Helden, welche hohen Vorstellungen wir auch von ihnen haben mögen, sind sterblich und nicht göttlich. Wir sind alle so, wie Gott uns geschaffen hat, und viele von uns sind noch viel schlimmer.
(Heroes, whatever high ideas we may have of them, are mortal and not divine. We are all as God made us and many of us much worse.)

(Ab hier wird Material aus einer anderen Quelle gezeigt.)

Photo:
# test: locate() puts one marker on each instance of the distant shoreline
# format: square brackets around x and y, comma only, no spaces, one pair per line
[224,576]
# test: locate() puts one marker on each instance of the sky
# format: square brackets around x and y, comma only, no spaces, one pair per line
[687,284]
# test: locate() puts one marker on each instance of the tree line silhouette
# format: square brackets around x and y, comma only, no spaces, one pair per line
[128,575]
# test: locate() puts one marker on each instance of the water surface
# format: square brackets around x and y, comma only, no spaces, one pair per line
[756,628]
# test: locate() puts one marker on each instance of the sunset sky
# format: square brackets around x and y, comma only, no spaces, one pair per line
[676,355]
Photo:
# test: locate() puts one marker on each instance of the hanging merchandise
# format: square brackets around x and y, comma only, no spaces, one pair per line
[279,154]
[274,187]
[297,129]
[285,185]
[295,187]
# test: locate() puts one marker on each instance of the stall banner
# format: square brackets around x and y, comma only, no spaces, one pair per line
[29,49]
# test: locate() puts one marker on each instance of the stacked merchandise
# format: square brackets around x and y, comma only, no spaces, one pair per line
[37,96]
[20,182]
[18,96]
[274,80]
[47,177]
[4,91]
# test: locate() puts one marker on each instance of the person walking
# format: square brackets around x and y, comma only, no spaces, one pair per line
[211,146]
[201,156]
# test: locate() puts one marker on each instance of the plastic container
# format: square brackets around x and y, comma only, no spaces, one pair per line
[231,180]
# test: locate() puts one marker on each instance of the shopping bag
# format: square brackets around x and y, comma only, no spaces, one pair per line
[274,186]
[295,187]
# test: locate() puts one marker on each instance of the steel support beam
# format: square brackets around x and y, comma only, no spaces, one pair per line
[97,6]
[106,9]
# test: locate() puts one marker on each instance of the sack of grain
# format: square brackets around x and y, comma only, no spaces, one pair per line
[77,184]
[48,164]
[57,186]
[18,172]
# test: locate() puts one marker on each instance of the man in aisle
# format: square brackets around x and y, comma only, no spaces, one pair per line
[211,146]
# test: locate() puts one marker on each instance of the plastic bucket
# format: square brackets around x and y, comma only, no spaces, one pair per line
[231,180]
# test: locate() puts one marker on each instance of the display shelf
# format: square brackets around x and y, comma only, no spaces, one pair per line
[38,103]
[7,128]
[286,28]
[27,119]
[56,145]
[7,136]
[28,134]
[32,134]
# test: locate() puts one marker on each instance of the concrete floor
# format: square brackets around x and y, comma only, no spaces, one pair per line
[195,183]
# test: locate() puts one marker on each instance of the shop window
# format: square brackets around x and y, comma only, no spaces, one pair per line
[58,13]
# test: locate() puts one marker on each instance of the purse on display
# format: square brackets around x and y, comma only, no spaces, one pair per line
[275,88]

Das Zitat von John Osborne stellt die konventionelle Idealisierung von Helden zutiefst in Frage. Oft erhebt die Gesellschaft Helden zu einem nahezu göttlichen Status und schreibt ihnen Eigenschaften der Unfehlbarkeit oder übernatürlichen Tugenden zu. Osbornes Worte erinnern uns daran, dass Helden grundsätzlich sterblich sind und denselben Fehlern, Einschränkungen und Schwachstellen unterliegen wie jeder andere Mensch. Diese Perspektive fördert ein realistischeres Verständnis von Heldentum – nicht als Perfektion, sondern als unvollkommener Mensch, der nach bewundernswerten Zielen strebt.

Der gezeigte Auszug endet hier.